- She told Google lawyer ‘Thou shalt not steal’ at bat mitzvah
- Says Oracle licensing fees dried up after Google co-opted Java
Oracle Corp. Chief Executive Officer Safra Catz put an Old Testament spin on her company’s software copyright battle with Google as she told jurors about an encounter with her adversary’s top lawyer at a bat mitzvah in 2012.
“You know, Safra,” General Counsel Kent Walker said, according to Catz, “Google is this really special company, and the old rules don’t apply to us.”
“I immediately said, ‘Thou shalt not steal,’” Catz testified Tuesday. “It’s an oldie but goodie.”
Catz’s testimony in San Francisco federal court was intended to buttress what Oracle claims was Google’s brazen theft of Java code to build its Android operating system, and to begin to explain how that theft caused the database maker damages of $9.3 billion.
As the trial continues in its second week, Oracle sought to sway the jury by calling the Silicon Valley luminary -- the highest-paid U.S. female executive in fiscal 2015 -- as its first witness, not unlike Google’s use last week of Eric Schmidt, the company’s former CEO and now the chairman of parent company Alphabet Inc., as its initial witness.
Catz’s message: Google undercut Oracle’s licensing revenue by co-opting Java to develop Android into the operating system now used in 80 percent of the world’s mobile devices.
Google took a language designed to “write once, run anywhere” across different computing platforms and “forked,” or split into two, Oracle’s Java community of programmers, she said.
Google lifted and employed the code so that it would only run on Android, leading smartphone manufacturers such as Samsung Electronics Co., ZTE Corp., and Motorola to adopt that platform, which the search engine company offered for free, and to cease paying Java licensing fees to Oracle, Catz testified.
Since the release of Android in 2007, “the licensing business that had always been going on was disappearing,” Catz told jurors. “They use Android instead of taking a copy of our software.”
Samsung’s license for Java has been reduced to $1 million, from $40 million before Android was introduced, Catz testified.

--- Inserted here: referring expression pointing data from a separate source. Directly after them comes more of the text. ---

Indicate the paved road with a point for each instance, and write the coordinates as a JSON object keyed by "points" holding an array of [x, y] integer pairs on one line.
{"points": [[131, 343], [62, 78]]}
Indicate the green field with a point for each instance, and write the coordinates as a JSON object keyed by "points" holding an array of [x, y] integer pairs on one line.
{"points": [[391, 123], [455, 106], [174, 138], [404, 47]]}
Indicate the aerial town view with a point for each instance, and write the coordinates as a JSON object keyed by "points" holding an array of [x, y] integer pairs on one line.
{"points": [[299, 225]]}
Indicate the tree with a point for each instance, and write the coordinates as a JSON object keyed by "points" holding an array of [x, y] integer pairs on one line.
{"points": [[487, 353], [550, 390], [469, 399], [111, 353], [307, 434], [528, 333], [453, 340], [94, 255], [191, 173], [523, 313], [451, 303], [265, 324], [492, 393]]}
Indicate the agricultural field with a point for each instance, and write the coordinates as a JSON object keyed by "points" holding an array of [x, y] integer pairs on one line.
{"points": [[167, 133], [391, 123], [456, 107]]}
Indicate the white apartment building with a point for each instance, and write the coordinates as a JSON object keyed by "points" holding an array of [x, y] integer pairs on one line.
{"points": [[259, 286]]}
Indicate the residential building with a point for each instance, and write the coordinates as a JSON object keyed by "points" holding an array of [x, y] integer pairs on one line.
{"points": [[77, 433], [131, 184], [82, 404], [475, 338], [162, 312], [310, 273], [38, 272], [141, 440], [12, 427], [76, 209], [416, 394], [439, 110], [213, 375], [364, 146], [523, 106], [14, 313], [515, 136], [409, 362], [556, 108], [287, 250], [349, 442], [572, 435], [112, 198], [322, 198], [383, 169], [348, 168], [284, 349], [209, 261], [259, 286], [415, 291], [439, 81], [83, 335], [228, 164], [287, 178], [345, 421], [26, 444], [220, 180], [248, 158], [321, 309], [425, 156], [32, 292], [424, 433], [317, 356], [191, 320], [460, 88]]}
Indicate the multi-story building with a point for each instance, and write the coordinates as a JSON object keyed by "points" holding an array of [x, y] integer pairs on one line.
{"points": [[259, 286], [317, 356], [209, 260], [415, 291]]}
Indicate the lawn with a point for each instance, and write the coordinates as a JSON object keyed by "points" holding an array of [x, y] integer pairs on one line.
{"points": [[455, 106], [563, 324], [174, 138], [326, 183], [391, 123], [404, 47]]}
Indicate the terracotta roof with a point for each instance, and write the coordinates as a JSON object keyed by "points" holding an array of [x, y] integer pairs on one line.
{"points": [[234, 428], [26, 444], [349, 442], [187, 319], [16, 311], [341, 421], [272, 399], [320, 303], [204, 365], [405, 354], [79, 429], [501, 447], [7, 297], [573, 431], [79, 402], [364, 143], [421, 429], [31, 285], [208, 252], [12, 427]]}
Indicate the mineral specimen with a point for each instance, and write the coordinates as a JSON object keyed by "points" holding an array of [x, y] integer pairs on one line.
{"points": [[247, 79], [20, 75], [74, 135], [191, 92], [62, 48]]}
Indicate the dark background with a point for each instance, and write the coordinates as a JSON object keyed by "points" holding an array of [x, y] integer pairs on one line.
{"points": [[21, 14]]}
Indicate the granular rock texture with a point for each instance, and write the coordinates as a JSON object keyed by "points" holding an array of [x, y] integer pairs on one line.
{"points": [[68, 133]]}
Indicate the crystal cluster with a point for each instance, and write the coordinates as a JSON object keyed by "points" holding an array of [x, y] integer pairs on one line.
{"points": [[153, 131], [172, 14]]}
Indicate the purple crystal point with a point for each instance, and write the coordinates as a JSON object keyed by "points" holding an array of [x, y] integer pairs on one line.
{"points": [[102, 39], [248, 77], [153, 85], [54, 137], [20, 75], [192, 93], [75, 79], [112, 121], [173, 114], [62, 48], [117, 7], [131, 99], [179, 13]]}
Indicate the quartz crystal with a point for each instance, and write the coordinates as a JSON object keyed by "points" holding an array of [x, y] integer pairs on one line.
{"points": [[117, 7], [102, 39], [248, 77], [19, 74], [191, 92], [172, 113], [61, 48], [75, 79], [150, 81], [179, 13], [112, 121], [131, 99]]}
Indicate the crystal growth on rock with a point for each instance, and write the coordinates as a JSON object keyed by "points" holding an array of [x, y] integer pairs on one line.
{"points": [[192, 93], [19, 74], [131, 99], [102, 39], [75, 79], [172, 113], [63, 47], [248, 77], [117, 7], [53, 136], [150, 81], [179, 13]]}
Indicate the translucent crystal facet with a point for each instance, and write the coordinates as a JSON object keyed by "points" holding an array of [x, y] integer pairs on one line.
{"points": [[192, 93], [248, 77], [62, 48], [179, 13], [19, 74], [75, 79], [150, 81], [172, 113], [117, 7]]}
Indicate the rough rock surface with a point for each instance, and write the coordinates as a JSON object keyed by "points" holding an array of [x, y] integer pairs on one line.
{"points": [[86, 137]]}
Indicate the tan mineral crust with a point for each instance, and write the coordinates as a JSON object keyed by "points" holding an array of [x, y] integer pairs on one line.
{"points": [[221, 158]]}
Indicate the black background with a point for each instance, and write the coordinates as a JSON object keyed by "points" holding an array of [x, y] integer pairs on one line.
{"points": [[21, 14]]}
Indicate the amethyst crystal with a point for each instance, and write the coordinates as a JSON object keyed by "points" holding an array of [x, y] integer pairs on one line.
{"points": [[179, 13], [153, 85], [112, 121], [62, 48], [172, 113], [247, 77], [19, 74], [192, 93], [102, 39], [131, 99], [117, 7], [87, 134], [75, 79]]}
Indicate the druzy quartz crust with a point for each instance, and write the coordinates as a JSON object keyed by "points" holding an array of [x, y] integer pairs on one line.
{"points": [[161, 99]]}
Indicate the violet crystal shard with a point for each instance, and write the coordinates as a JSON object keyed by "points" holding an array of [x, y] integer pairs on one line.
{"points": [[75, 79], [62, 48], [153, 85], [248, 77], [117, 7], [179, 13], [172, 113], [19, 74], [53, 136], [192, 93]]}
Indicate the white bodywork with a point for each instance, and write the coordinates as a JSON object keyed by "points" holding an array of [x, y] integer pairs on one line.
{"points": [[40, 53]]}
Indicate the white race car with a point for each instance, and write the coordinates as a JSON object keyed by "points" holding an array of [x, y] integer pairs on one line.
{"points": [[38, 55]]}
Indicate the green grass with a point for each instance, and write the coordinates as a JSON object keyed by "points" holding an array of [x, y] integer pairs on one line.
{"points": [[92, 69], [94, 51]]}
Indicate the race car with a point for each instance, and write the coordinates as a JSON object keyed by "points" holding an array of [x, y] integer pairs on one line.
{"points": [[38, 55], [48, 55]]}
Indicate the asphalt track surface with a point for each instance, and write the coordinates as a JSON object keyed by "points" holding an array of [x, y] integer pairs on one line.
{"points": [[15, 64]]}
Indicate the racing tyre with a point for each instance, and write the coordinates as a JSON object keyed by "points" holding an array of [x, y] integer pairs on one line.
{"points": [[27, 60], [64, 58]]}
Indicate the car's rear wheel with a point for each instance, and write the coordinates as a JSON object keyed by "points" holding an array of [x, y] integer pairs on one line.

Central to Oracle’s bid for what would be one of the largest jury verdicts in U.S. history is its claim that Google has reaped $21 billion in profit from more than three billion activations of Android. A win for Oracle could also change how software is protected and licensed.
U.S. District Judge William Alsup has told the jury it’s already been established that the Internet giant infringed Oracle’s copyrights on the code. That finding, from a 2012 jury verdict and appeals court ruling, set the stage for the current trial over whether the copying was justified under the legal doctrine of fair use.
Witnesses for Google, including Schmidt, who testified that he helped create Java while at Sun Microsystems Inc. in the 1990s, have told jurors the company didn’t need to license the language’s application programming interfaces, or APIs, to build Android. The APIs at the heart of the lawsuit are indispensable shortcuts programmers use to work across software platforms, and to create applications for Android.
While cross-examining those witnesses, Oracle’s lawyers have hit upon a disconnect between that testimony and their e-mails while Android was being created. The e-mails showed Google executives and engineers were concerned that they needed, and failed to get, a license for Java from Sun, and after it was acquired, from Oracle. Some of the evidence shows Google was worried that failed licensing negotiations would trigger a lawsuit. Oracle filed its complaint in 2010, the year it took over Sun.
Oracle founder Larry Ellison called Java the most valuable asset his company ever acquired when that deal was announced in 2009. Ellison, who testified at the 2012 trial, was listed by Oracle as a possible witness this time around. Google last week showed jurors a brief clip from his videotaped deposition.
If jurors find Google didn’t make fair use of Oracle’s copyrights, they will decide in a second phase of the trial whether the company is entitled to damages.
The case is Oracle America Inc. v. Google Inc., 10-cv-03561, U.S. District Court, Northern District of California (San Francisco).